At the time of description, the holotype specimen, number D-5479, and the paratype, number D-3734, were preserved in the State Museum of Natural History Stuttgart amber collections. A third fossil was identified from a photograph as most likely belonging to the species but unavailable for study. The holotype and paratype fossils were first studied by entomologist Maria L. De Andrade of the University of Basle, with her 1994 type description of the new species being published in the journal Stuttgarter Beiträge zur Naturkunde. Serie B (Geologie und Paläontologie). The specific epithet is derived from the Latin exstinctus, which means "extinct".
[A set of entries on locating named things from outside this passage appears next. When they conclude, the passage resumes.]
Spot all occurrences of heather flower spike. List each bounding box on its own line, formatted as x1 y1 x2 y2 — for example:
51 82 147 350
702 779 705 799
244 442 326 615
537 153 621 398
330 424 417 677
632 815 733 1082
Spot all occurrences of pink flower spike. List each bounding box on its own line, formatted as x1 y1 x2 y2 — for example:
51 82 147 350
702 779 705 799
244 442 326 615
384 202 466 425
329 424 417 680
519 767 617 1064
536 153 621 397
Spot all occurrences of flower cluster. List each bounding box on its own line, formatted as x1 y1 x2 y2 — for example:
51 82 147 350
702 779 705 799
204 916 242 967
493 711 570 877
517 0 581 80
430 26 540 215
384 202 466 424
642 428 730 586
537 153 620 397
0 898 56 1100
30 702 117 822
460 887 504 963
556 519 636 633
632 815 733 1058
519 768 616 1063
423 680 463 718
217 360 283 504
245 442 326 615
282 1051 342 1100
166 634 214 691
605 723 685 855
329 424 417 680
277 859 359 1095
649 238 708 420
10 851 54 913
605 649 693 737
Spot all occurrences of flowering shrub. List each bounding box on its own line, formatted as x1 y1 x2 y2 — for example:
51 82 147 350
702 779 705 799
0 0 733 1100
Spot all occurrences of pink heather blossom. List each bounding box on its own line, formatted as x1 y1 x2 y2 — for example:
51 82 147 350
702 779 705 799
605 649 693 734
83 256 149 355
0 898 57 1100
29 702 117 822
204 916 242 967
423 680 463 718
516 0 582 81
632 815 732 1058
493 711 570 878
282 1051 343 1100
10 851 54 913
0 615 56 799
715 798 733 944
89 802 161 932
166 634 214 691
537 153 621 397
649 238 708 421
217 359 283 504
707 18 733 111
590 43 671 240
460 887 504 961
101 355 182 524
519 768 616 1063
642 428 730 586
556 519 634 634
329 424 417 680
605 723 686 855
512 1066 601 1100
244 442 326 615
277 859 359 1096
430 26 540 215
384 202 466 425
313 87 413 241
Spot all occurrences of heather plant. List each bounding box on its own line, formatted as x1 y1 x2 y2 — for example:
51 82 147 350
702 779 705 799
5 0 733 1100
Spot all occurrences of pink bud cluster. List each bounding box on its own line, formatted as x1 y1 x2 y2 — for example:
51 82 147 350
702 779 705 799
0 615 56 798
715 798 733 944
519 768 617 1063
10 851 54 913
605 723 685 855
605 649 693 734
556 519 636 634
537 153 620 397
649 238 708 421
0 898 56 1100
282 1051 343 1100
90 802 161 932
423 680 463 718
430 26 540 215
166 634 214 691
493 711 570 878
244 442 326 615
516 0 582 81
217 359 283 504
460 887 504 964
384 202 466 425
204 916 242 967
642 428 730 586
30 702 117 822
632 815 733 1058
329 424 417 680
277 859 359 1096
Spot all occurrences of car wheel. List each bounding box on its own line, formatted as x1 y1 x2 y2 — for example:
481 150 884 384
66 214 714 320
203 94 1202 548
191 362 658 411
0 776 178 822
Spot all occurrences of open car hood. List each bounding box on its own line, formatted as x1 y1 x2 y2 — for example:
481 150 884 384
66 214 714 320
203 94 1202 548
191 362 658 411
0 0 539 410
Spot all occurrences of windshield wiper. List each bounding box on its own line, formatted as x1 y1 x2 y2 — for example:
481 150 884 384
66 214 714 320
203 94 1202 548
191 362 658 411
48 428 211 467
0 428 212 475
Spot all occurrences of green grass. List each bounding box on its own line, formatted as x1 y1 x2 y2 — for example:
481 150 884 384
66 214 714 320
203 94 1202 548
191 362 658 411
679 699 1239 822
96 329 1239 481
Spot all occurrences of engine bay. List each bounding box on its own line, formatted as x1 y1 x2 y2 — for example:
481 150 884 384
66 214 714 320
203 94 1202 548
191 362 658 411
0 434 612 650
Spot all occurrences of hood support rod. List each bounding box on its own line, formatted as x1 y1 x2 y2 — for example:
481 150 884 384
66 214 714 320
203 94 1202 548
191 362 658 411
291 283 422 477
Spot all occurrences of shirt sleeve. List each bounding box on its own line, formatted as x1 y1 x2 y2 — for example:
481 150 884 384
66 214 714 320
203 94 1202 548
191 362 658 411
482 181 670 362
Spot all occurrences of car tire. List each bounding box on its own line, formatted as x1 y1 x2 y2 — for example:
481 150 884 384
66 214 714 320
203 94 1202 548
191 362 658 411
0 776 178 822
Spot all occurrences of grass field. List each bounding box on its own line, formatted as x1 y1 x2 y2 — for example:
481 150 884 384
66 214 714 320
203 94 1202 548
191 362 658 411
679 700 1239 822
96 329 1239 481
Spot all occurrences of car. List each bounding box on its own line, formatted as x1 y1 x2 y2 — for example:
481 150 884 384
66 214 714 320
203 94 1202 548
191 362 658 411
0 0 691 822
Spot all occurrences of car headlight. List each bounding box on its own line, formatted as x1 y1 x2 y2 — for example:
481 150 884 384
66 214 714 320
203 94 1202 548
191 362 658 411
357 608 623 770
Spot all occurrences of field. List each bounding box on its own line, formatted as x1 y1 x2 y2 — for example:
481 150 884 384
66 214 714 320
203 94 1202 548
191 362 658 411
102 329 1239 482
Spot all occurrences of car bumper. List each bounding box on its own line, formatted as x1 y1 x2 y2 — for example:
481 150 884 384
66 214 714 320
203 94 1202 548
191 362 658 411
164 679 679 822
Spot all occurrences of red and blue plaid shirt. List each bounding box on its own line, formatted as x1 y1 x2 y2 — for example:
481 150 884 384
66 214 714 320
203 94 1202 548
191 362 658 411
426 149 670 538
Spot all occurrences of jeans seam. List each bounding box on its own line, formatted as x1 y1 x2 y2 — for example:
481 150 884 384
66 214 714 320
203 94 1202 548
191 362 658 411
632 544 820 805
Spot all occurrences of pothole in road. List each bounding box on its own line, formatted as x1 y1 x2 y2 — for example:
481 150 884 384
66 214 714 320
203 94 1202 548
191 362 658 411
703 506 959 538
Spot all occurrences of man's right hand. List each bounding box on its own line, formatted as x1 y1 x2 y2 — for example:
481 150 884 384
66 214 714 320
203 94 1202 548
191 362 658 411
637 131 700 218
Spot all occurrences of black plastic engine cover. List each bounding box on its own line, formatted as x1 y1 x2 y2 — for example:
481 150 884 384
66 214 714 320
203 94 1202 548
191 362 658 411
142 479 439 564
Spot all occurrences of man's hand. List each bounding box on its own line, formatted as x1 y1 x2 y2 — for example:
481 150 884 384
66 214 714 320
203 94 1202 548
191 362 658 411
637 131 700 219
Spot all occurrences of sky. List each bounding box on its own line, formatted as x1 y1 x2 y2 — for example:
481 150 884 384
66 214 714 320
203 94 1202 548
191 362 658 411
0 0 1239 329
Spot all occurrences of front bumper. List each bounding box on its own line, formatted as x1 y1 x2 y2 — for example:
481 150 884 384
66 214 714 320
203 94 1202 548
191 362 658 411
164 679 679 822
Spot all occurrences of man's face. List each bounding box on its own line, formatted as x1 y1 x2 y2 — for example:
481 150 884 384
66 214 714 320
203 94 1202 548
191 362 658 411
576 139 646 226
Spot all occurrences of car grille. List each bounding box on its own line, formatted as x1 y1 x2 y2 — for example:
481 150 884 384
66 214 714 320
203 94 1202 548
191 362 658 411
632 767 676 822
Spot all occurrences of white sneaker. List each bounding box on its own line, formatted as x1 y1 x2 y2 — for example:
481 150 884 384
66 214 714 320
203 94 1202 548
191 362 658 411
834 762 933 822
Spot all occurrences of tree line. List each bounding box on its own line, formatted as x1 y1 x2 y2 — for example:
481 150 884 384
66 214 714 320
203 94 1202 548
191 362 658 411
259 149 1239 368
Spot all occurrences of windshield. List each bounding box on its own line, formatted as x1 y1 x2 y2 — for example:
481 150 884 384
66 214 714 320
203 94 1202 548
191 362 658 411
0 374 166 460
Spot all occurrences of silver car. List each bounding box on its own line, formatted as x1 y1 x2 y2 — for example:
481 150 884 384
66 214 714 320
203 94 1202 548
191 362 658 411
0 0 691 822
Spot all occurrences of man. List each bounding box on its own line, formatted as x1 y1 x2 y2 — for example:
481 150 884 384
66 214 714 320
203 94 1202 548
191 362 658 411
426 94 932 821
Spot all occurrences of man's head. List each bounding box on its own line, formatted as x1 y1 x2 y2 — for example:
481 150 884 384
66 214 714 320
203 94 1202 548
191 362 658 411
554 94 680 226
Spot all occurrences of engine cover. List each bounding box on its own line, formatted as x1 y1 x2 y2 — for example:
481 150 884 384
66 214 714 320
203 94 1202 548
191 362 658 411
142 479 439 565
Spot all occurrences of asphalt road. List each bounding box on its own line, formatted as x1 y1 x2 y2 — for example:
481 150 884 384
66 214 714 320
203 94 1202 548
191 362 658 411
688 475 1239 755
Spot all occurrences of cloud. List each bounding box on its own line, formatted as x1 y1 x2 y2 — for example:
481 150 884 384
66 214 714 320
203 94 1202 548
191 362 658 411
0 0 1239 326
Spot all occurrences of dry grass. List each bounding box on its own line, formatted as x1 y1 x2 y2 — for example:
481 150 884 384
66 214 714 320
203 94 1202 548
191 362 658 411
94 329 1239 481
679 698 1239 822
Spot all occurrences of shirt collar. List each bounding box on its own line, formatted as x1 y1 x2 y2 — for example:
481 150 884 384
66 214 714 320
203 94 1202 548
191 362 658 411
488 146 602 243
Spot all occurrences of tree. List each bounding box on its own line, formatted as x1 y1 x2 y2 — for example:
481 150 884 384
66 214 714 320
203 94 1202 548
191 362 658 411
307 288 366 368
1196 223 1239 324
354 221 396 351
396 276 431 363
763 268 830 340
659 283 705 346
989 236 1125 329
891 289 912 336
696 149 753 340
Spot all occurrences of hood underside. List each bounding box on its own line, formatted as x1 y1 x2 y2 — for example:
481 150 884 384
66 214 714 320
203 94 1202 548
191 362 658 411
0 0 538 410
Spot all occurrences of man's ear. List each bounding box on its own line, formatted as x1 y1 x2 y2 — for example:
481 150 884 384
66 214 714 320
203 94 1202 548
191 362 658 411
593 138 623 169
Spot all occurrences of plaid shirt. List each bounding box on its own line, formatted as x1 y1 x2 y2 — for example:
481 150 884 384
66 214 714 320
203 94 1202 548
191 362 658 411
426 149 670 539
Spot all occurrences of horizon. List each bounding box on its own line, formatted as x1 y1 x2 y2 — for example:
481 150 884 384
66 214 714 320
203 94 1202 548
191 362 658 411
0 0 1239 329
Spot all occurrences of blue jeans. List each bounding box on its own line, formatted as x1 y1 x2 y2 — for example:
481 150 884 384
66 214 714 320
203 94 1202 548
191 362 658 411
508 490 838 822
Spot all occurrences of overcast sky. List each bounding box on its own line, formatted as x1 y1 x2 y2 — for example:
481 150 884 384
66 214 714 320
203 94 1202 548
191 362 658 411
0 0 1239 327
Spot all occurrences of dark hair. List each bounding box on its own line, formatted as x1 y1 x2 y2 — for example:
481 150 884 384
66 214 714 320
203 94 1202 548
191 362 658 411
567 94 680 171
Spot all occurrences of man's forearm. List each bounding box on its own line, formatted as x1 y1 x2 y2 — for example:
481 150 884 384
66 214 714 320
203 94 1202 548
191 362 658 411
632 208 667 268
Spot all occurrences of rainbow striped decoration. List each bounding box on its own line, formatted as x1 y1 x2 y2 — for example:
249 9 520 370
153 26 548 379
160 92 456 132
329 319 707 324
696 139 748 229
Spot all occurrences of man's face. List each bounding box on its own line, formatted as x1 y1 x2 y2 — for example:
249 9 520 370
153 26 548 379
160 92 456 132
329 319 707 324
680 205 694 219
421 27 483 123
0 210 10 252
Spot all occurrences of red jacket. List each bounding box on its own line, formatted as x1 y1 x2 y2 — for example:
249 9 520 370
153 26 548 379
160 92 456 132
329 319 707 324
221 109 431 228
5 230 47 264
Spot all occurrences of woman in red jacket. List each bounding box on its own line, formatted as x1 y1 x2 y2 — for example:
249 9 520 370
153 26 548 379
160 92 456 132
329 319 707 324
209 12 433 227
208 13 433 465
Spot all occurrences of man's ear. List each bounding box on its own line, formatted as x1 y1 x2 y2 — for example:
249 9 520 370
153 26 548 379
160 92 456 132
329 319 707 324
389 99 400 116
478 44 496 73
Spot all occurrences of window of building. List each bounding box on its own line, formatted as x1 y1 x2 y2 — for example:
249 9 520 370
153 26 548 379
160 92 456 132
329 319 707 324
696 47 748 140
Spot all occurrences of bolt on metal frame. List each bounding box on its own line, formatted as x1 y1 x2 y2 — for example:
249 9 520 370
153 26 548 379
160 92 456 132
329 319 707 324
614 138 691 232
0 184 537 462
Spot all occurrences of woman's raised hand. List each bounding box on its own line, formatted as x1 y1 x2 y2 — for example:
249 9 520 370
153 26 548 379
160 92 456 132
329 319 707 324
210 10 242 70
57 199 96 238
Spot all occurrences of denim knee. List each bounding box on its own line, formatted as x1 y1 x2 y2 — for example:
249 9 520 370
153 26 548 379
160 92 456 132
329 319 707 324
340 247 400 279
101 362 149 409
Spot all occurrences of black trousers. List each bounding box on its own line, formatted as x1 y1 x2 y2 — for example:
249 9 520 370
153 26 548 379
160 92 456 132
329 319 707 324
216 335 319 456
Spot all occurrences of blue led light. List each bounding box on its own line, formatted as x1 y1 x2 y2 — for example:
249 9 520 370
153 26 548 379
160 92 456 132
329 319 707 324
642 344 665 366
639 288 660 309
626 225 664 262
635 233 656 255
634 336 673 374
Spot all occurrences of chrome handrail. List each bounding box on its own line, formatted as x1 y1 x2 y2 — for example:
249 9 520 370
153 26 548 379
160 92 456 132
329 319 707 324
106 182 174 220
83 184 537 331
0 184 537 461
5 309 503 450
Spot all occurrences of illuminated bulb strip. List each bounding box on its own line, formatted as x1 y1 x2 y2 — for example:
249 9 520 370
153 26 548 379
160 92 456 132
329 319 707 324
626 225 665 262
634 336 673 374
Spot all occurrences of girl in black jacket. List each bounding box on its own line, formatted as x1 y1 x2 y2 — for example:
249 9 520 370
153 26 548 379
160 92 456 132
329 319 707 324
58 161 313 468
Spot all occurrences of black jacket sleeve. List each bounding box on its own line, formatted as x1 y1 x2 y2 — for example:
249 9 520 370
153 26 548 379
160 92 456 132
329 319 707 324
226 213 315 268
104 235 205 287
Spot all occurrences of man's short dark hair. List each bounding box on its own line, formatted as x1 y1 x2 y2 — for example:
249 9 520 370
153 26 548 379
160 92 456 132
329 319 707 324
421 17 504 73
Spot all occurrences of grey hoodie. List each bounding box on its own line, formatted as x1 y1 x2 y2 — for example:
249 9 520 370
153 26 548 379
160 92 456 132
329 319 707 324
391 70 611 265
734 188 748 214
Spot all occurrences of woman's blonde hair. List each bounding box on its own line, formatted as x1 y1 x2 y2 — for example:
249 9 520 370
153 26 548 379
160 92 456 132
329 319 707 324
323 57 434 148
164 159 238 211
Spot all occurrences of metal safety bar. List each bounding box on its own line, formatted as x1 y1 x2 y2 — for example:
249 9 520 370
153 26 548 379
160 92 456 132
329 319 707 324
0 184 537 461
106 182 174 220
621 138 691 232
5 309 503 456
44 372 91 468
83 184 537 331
The species is one of eight Anochetus species which have been described from Dominican amber. Two species were described prior to A. exstinctus, A. corayi in 1980 and A. brevidentatus in 1991. The remaining five species, A. ambiguus, A. conisquamis, A. dubius, A. intermedius, and A. lucidus, were all described by De Andrade in the same 1994 paper as A. exstinctus. A number of modern species live in the Greater Antilles, with at least three modern species found on Hispaniola.

== Description ==
Both the Anochetus exstinctus type specimens are well preserved, though the paratype is missing some body structures, including the apical portion of the right antenna and portions of all three right legs. The specimens have a body length between 7.0 and 7.48 mm, with a 1.44–1.48 mm long head and 1.08–1.16 mm long mandibles. The overall coloration of the body is brown, with the coxae and portions of the trochanters and femora being a reddish tone. The mandibles are just under the width of the head and about two-thirds the length, flare in width from the base to tips, and have between twelve and thirteen teeth which decrease in size from the tips to the bases. The apical three teeth on each mandible blade are elongated and slender for grasping prey, with the apical two teeth longer than the third tooth. Both the mesonotum and pronotum have a slight "u"-shaped profile, with the undersides of each curved upwards. The propodium sports short spines, 0.08 mm long, on the rear edge, while the petiole has two longer spines, 0.12 mm placed near the center of the petiolar node.